Matters of Race and Class

Since the tragic death of George Floyd on May 25, 2020, we have seen nationwide protests, riots, and calls for change centered on racial issues. There are rallies and discussions in my town of Cambridge, Vermont.

In that context, consider this quote:

An obsession with disparities of race has colonized the thinking of left and liberal types. There’s this insistence that race and racism are fundamental determinants of all Black people’s existence.

That’s not a quote from a white supremacist or even someone from the right. It’s a quote from Adolph Reed in the New York Times on August 14, 2020: A Black Marxist Scholar Wanted to Talk About Race. It Ignited a Fury. Dr. Reed, a professor emeritus of political science at the University of Pennsylvania, is the “Black Marxist Scholar.” The talk that he was scheduled to give was canceled. By leftists.

What is going on?

My take is that there are two camps on the left. The race camp blames most problems in contemporary society on racism. The class camp blames class oppression.
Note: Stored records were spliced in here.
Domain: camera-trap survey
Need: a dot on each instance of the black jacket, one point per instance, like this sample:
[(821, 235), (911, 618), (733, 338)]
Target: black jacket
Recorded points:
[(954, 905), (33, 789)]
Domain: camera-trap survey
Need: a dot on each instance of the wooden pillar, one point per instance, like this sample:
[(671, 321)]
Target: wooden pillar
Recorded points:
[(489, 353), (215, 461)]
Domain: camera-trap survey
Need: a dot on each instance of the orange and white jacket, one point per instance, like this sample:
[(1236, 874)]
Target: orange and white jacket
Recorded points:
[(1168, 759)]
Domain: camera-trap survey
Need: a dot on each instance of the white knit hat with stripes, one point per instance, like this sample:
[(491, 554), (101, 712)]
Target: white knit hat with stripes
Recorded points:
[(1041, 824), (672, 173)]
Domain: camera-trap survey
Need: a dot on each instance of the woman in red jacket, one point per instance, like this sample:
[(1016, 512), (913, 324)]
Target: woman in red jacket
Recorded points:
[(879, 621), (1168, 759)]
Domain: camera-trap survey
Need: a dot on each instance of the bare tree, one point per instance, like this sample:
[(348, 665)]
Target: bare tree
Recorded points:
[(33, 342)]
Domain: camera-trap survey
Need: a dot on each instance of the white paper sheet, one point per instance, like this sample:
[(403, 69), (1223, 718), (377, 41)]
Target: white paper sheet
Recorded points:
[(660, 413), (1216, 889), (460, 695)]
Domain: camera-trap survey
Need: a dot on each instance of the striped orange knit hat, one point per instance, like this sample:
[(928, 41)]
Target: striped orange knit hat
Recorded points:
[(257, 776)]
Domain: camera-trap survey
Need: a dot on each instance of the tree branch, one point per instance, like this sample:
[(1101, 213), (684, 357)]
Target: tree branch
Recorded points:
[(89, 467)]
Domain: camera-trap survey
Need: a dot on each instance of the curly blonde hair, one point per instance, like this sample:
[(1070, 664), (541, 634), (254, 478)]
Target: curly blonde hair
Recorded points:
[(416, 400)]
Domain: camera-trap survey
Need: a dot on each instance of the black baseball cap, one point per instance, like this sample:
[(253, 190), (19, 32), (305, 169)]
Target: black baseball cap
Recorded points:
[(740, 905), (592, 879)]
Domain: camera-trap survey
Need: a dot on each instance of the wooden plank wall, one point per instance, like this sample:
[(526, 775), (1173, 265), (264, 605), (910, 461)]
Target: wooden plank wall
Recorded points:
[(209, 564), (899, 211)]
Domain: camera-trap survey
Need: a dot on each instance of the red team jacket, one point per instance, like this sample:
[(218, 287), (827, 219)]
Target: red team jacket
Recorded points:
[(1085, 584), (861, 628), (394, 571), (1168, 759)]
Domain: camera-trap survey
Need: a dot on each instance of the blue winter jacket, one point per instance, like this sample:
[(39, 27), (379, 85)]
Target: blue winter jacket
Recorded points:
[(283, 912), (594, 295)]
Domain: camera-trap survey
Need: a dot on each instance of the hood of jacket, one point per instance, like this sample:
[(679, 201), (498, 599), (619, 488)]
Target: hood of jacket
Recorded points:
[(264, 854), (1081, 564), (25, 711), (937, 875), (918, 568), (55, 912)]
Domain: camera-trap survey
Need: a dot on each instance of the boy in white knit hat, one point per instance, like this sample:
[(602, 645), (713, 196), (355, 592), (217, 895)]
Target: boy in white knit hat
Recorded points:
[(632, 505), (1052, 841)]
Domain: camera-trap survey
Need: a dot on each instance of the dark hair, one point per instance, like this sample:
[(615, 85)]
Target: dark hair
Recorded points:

The word “fury” in the NYT headline suggests the depth of disagreement between these two camps.

Because of the George Floyd protests, we have recently been hearing mostly from the race camp. But Adolph Reed is in the class camp, and he is not alone. The NYT article lists several other leftist intellectuals in the class camp: Cornel West of Union Theological Seminary (formerly of Harvard and Princeton), Barbara Fields of Columbia University, Toure Reed (Adolph’s son) of Illinois State University, and Bhaskar Sunkara, founder of the socialist magazine Jacobin.

That’s all interesting, but I think the NYT article missed something. Something close to home: the 1619 Project.

In August 2019, long before the George Floyd protests, the New York Times launched a major initiative in the race camp: the 1619 Project which seeks to “reframe American history around slavery and the contributions of African Americans.” Project director Nikole Hannah-Jones won a Pulitzer Prize for this initiative.

The 1619 Project was criticized by many. See the NYT‘s response to criticism by historians here and here. But perhaps the strongest criticism came not from historians or anyone on the right, but from socialists. The World Socialist Web Site (WSWS) has published more than three dozen articles critical of the 1619 Project, saying that it is “a racialist falsification of American and world history” (source). See the list of articles here:

https://www.wsws.org/en/topics/event/1619/

These articles are by a variety of authors, and include interviews with a number of historians and intellectuals. The socialists’ view is that “the basic division of society is class, not race” (source).

The Wall Street Journal reported the following reaction to the WSWS criticism:

To the Trotskyists, Ms. Hannah-Jones writes: “You all have truly revealed yourselves for the anti-black folks you really are.” She calls them “white men claiming to be socialists.”

(Source: The ‘1619 Project’ Gets Schooled WSJ 12/16/19)

But it is not just white men making the argument for class instead of race, as noted in the NYT article discussed above. Adolph Reed, Toure Reed, and Cornel West are African American men. Barbara Fields is an African American woman. Bhaskar Sunkara is Indian American.

Given the NYT article discussed above, the following WSWS article may be of particular interest to anyone wishing to dive deeper into these matters: An interview with political scientist Adolph Reed, Jr. on the New York Times’ 1619 Project. That article was published on December 20, 2019, five months before the George Floyd protests.